With the outrages cost of health care today, it's nearly impossible to rasie a family and have health insurance while making $12-15/hr. On top of all that trying to put money into a retirement package.
That's why you don't have a family if you can't support one, this isn't rocket science. If I could not support a family, why on God's earth would I start one?
That's why there are these mysterious things called universities, colleges, trade and vocational schools, to improve one's marketable skills and bring a higher wage. The GRAND thing about our economy and country is that you can go where ever the money is. We have no system of exclusive privilege determined by one's lineage, pedigree, or title of nobility, by one's gender, race, or religion. If you want to make X amount of money, then you can make X amount of money, but the onus is on YOU to go where X is the going wage or salary, the money shouldn't come to you.
Unions reward complacency and lack of ambition. The last place I worked, which was at a non-unionized auto parts distributor, there was a guy who always complained about how little he made and how he could hardly support his family on it. I got tired of his complaining and asked how much more he would be satisfied with, how much would he like to be making. He responded that he could do far better with $10,000 more annually. Added to the $25,000 he made per year, that equals $35,000 a year.

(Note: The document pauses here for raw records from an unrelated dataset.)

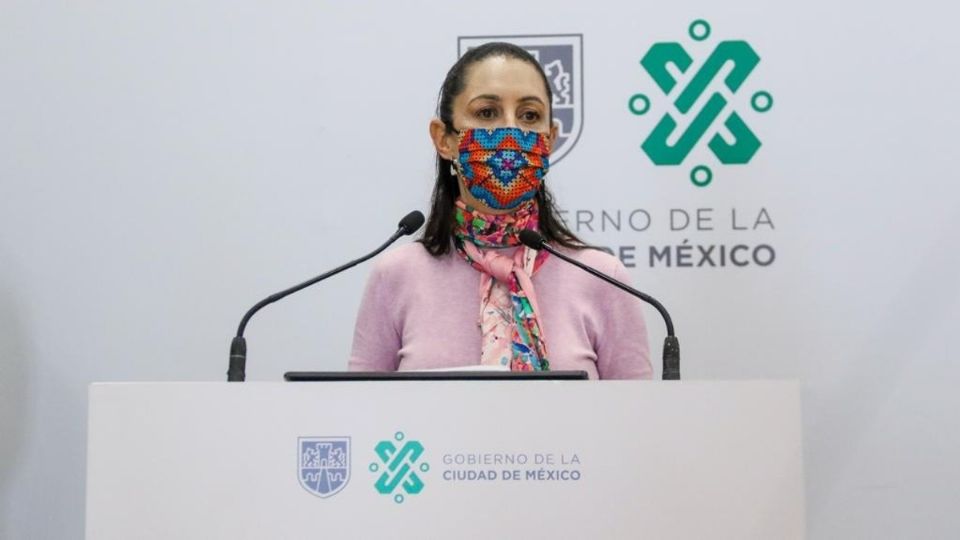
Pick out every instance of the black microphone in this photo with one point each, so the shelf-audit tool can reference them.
(237, 372)
(671, 347)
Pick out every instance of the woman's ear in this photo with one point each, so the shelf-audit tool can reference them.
(444, 142)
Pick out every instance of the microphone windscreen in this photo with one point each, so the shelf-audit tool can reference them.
(411, 222)
(531, 239)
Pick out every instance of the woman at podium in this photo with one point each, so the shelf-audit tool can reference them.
(468, 293)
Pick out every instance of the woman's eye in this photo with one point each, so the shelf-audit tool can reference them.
(530, 116)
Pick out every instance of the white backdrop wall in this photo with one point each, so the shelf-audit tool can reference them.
(165, 165)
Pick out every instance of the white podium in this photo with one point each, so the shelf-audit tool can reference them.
(428, 459)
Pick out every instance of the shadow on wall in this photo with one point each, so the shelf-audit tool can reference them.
(14, 388)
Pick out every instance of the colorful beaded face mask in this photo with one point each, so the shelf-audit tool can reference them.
(503, 167)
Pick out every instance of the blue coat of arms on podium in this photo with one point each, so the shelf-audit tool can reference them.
(324, 464)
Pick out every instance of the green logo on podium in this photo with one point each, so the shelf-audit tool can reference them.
(399, 467)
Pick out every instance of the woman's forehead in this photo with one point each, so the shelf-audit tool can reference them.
(504, 77)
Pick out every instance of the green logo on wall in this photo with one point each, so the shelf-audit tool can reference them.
(657, 146)
(398, 467)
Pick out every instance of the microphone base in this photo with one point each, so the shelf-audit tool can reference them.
(237, 372)
(671, 359)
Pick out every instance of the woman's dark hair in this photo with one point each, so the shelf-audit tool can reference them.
(436, 235)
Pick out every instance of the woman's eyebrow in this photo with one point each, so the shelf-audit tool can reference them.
(531, 98)
(492, 97)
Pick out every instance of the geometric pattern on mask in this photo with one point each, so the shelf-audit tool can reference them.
(503, 167)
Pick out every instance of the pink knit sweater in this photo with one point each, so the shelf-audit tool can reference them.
(421, 312)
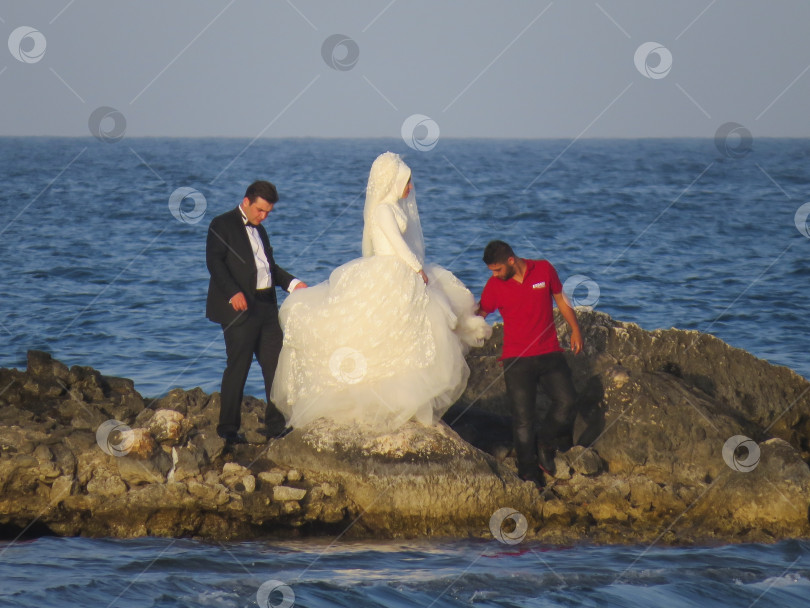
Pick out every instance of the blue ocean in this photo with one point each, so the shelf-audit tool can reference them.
(102, 254)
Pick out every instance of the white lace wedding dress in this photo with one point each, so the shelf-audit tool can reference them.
(374, 345)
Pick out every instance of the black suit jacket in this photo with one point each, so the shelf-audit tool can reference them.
(230, 261)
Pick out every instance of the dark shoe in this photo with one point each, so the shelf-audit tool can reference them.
(545, 457)
(233, 438)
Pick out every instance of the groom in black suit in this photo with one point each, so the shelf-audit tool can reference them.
(242, 298)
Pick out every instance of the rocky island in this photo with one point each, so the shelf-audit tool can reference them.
(682, 439)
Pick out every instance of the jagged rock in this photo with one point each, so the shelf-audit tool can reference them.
(418, 478)
(168, 426)
(111, 485)
(285, 493)
(186, 464)
(276, 477)
(137, 471)
(678, 434)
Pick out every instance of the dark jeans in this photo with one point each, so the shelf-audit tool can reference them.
(260, 335)
(523, 375)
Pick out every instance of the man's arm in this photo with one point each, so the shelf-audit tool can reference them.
(216, 251)
(571, 318)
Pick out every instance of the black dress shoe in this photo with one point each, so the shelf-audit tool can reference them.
(233, 438)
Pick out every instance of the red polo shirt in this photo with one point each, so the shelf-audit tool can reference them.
(526, 308)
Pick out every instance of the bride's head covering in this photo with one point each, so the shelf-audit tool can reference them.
(386, 182)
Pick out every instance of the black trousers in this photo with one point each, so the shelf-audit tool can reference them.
(523, 375)
(260, 335)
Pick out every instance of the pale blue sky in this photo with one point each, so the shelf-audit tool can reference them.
(248, 68)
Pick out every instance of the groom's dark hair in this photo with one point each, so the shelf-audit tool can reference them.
(261, 189)
(497, 252)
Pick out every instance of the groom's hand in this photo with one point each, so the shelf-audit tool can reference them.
(239, 302)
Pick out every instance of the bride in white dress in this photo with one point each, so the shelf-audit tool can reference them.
(383, 340)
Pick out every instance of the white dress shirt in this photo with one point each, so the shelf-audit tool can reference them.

I went home and printed-out a list of only about a hundred different job titles (using Labor Department resources) that paid around $35,000 per year, brought the list in to work, sat down with him and started going through them one by one. How about this, what about that, there are seven positions for this in the help wanted section, why don't you go apply?
After about 40 of them, I gave up. He didn't WANT to do any of those jobs, he liked his current job just fine...except the pay. TOUGH SH-T!
He reminded me of many fat people, who complain about their weight all the time and feel just awful about themselves, but will they get their fat asses off the couch and go to the gym? Nope. They like the life-style of being fat, only they don't like the body that comes with it. TOUGH SH-T!
It isn't the world's responsibility to create a job just for him paying what he wants to be paid. An unskilled warehouse laborer doesn't make $35,000 per year (at least not in this region of the country) and that's the way it is. If he wants to make $35,000, the onus is on him to go where he can make that much money, it shouldn't be ANY other way.